There never was any "there" in Trump's wild promises, many of which were not just impractical but impossible. No, he was never going to be able to roust millions of people from their homes. No, he was never going to be able to ban all foreign Muslims from entering the country.

Trump continues to claim that, if elected president, he will build a wall along the entire southern border and get Mexico to pay for it. This, too, would be logistically and politically impossible, but I believe he'll keep saying it until the bitter end. He seems to think he can get away with betraying supporters on the deportation issue by hiding behind his "artistically beautiful" imaginary wall.

I realize that most of Trump's ardent fans do not take kindly to being lectured by the likes of me. But it is with a certain degree of genuine sympathy that I say what has to be said: Your candidate is a flake. A fraud. A bag of air. A con man. A joke.

I understand the frustration that made the Republican base such fertile ground for the Trump phenomenon to flourish. The GOP leadership spent the entire Obama administration making promises it knew it could not keep — on immigration, the economy, fighting terrorism, repealing Obamacare and so on. This was good short-term politics, especially in the 2010 and 2014 midterm elections, but many voters became disillusioned with politics and politicians. Enter Trump, a non-politician with zero scruples, who quickly identified which buttons to push — and pushed them like crazy.

I also understand that for some voters, Hillary Clinton is basically, as Trump called her, "the devil." There are those who will vote for Trump just to keep his opponent from becoming president.

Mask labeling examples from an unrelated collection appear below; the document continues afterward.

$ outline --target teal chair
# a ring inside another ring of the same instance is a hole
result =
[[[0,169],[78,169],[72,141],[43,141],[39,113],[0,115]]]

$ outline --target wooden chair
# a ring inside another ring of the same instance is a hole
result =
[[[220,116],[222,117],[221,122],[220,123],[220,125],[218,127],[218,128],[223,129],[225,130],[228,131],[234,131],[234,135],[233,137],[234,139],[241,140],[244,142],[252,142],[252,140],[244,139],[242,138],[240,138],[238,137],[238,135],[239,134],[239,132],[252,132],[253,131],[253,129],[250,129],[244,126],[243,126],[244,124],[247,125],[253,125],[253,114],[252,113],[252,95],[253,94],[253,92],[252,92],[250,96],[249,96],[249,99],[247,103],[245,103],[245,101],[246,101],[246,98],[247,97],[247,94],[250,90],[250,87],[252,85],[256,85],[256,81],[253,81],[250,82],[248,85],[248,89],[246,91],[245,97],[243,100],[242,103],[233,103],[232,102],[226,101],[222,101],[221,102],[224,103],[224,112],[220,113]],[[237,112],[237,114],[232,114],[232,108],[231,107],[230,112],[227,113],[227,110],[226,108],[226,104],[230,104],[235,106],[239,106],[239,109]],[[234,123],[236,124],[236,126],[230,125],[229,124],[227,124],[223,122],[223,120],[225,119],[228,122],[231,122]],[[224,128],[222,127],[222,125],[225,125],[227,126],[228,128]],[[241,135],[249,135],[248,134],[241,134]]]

But no one, at this point, should cling to the illusion that a vote for Trump is a vote for any specific policy on any given issue. Having said all kinds of outrageous things to win the nomination, he is now trying — clumsily — to say more moderate things in an attempt not to get crushed in November. I wouldn't take his new, "humane" immigration stance any more seriously than his earlier draconian pronouncements.

In a sense, spokeswoman Pierson was right: Trump doesn't actually have positions. He only has words.

There is anger, bigotry and ignorance behind many of those words. But mostly, where substance ought to be found, there is just arrogance and ego. Trump thinks his supporters are suckers who will line up to buy deportation one day and amnesty the next. Some champion.